KF: At that time I think the Black Artists Exhibition was still on in the Student-Run Gallery.
KF: So you saw some of my work!
CY: I did?!
KF: Yes you did!
CY: I didn’t even know that!
KF: Four of the pieces were mine.
CY: Wow, I didn’t even realize. You’ll have to show me pictures of which ones were yours.
KF: I will!
CY: What’s your big dream for Moore in the future?
KF: Is no tuition an option? [laughter] I’m kidding.
CY: That would be my big dream for Moore! And you know how we get there?
CY: We’d have to raise enough money to make the endowment so large that we have the resources to provide tuition for every student. So that would mean we need major philanthropic input. That’s actually a beautiful goal.
KF: Honestly my goal for Moore in the future is just to be more accommodating to the students. I want it to be a very student-run school, so when everybody looks at Moore they don’t see another institution, they see a school where the students are comfortable and proud to thrive here, as opposed to feeling oppressed by an institution, which I think you would see at a major university.
CY: I think that is so true.
KF: I don’t want the focus to be constantly a stress about finances, I want it to be stress about midterms. [laughter] That’s a stress I can live with, not whether or not I can even attend.
CY: That’s a great dream.
What is your advice for future Moore students?
KF: If you don’t have confidence in yourself, gain it. [laughter] People are not here for no reason. There’s got to be something within you that wants it. Whether it be that degree, an evolution in your own work or a progress within yourself. Something in you has to want something out of this, or you’ll get nothing out of anything.
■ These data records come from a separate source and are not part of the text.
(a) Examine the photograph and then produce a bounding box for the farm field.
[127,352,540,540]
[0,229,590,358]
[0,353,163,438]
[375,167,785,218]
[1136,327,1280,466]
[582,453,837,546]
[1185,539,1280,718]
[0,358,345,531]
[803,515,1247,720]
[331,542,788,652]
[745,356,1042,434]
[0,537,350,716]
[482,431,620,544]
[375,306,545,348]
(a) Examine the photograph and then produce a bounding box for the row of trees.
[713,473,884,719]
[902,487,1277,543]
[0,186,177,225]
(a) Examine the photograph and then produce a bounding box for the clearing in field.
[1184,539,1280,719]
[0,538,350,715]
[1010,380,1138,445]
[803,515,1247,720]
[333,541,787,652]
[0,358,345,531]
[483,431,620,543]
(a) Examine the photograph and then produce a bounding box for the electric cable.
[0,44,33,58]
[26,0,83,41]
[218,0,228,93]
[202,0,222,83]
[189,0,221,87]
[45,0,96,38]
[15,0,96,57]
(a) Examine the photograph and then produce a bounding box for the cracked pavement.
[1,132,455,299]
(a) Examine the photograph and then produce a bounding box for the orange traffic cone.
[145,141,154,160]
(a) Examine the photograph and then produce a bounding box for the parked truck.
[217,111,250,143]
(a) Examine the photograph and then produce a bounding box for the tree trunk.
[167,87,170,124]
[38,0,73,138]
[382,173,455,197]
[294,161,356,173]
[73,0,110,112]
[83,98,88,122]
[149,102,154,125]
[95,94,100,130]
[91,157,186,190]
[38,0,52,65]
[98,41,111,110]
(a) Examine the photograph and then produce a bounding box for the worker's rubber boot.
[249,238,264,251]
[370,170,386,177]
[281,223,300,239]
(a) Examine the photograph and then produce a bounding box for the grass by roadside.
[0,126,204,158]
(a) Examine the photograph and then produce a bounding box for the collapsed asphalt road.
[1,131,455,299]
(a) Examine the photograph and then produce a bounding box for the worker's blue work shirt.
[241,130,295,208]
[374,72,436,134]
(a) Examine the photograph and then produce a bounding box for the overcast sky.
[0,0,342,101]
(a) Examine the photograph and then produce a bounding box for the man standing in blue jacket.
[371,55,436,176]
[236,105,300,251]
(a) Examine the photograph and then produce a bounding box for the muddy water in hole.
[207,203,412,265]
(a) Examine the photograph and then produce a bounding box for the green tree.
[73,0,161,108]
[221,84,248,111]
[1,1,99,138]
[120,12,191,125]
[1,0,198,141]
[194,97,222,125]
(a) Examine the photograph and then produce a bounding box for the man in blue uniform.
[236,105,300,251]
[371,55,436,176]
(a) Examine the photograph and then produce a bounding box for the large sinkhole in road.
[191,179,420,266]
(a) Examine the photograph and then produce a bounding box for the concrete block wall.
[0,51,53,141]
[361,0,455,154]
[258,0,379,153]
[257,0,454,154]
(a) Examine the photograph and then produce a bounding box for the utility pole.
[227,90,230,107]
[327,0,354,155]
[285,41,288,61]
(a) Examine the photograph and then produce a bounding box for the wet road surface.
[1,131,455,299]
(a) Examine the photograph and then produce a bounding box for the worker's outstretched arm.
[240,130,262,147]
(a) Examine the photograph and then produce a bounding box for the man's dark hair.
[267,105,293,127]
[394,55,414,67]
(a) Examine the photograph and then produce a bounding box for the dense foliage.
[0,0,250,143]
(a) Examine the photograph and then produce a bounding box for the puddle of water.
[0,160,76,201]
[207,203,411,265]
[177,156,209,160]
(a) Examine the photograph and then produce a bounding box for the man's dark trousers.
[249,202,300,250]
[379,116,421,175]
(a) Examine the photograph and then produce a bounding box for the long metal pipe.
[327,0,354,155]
That goes for any school, but my advice to a Moore student is take into account your own talent—don’t blow up your head too big! But believe in yourself and stay consistent. Make time for you mentally but definitely stay on it. Stay on your assignments because the last thing you want to do is go “that can wait” because it can never wait. It can never wait, not with these classes. This is an art school, not a university.
CY: Also, there’s no substitute for time in an artistic process.
KF: Not at all.
CY: You can’t just *snap*
KF: Yep and we do have homework so the same amount of time that you put into class is the same amount of time you have to put out of the class.
CY: What is your advice for me as the new president of Moore?
KF: I don’t know, you’re doing a really great job so far, everybody likes you.
CY: Aw thank you!
KF: Keep being the people person that you are. You’re so engaging and you’re always right there and ready to help and do something about something. That’s what people really love about you, so if you can stay consistent with that, I feel like we’ll really get the ball rolling on things. I feel like you’re a great asset and you’re really helping a lot of people, me included, so keep doing what you’re doing. When you hear there’s need, keep being a superhero.
CY: That’s very good advice Kia, thank you.